17 September 2018
During a routine inspection
Ladysmith is a ‘care home’. People in care homes receive accommodation and nursing or personal care as single package under one contractual agreement. The Care Quality Commission (CQC) regulates both the premises and the care provided, and both were looked at during this inspection.
Ladysmith is a large service set over two floors and can support a maximum of 90 people with a range of health care needs. Some people who used the service were living with dementia and there was a separate part of the service upstairs equipped to meet their needs. All the bedrooms are for single use and all have en-suite facilities. There are communal rooms, bathrooms and toilets on each floor suitable for people’s diverse needs. At the time of the inspection, there were 31 people upstairs in Orchid and Lilac units and 42 people downstairs in Heather and Lavender units.

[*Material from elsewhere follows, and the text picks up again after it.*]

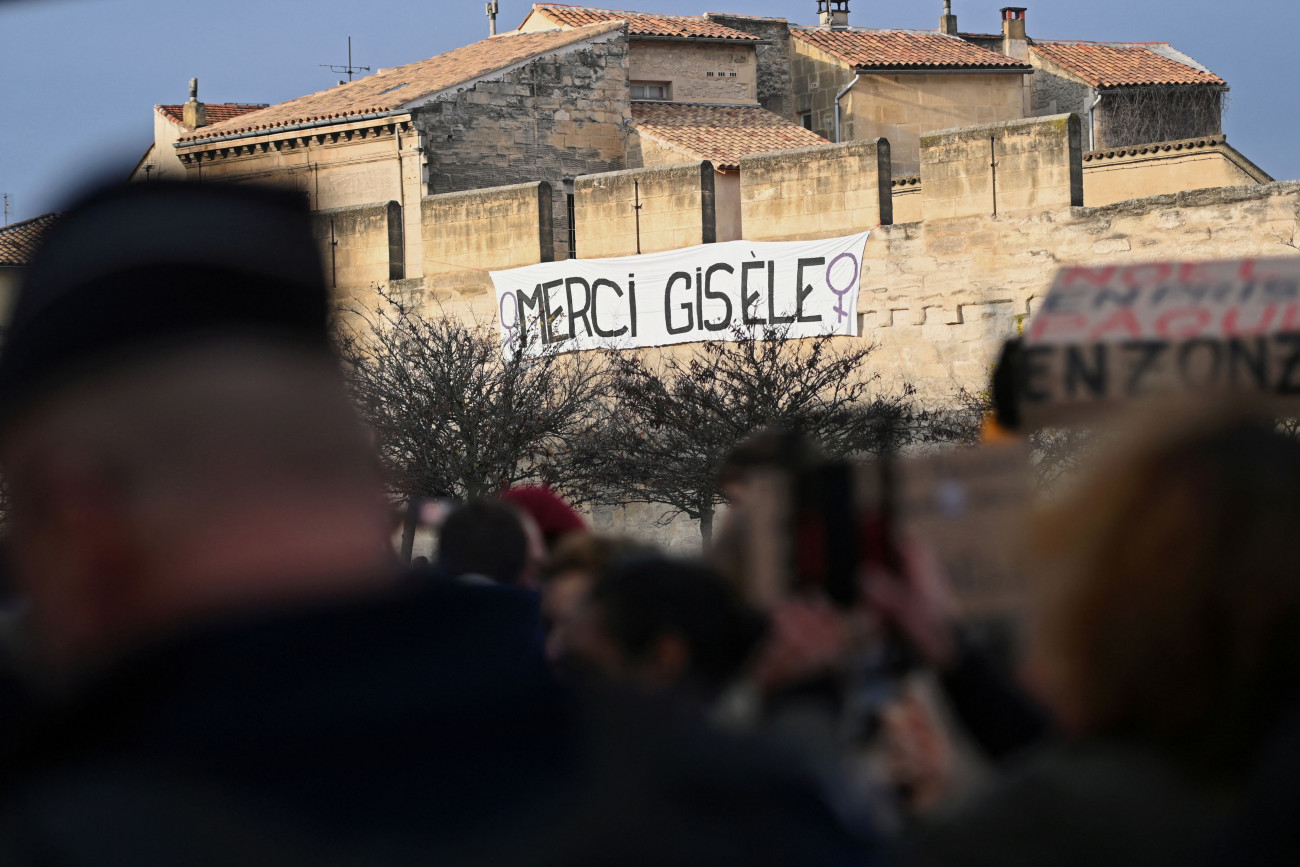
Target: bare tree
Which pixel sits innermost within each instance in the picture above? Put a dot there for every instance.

The service had a registered manager. A registered manager is a person who has registered with the Care Quality Commission to manage the service. Like registered providers, they are ‘registered persons’. Registered persons have legal responsibility for meeting the requirements in the Health and Social Care Act 2008 and associated Regulations about how the service is run. The registered manager was on annual leave so the deputy manager and provider supported the inspection.
The overall governance of the service had improved. Advice and support had been externally sourced, which had provided structure to quality monitoring and facilitated staff development. Audits and checks were completed. Meetings with people who used the service, their relatives and staff took place, and surveys were completed. Shortfalls were identified and a service development plan produced to drive improvements.
People had assessments of their needs and the care plans produced to meet them had improved. They were much more individualised; they included guidance for staff in how to meet people’s needs in ways they preferred.
People received their medicines as prescribed; there was an improvement in recording when items such as creams and lotions were applied. Medicines were stored safely and re-ordered in a timely way so people did not run out of them.
People were supported to have maximum choice and control of their lives and staff supported them in the least restrictive way possible; the policies and systems in the service supported this practice. The documentation for capacity assessments and to support best interest decisions had improved.
People’s health and nutritional needs were met. Staff supported people to access health professionals when required and they could remain in the service for end of life care if this was their choice. People liked the meals provided to them, although some people said they could be hotter when served and they would like an additional choice at the main meal. The registered manager told us they would address this with catering staff.
People who used the service and their relatives had positive comments about the staff team and their approach when supporting people. People’s privacy and dignity was respected.
Staff had completed safeguarding training and knew how to protect people from the risk of abuse. They completed risk assessments and supported people to carry out daily tasks with the minimum of risk involved, without removing their choice and decision-making.
Staff were recruited safely and there were sufficient staff deployed to meet people’s needs.
Staff had access to training, supervision, support and development. They described the management team as supportive and available when they needed to talk to them.
There was a complaints procedure displayed in the service and people felt able to raise concerns and complaints.
The environment was clean and tidy and staff had access to personal protective equipment to help prevent the spread of infection.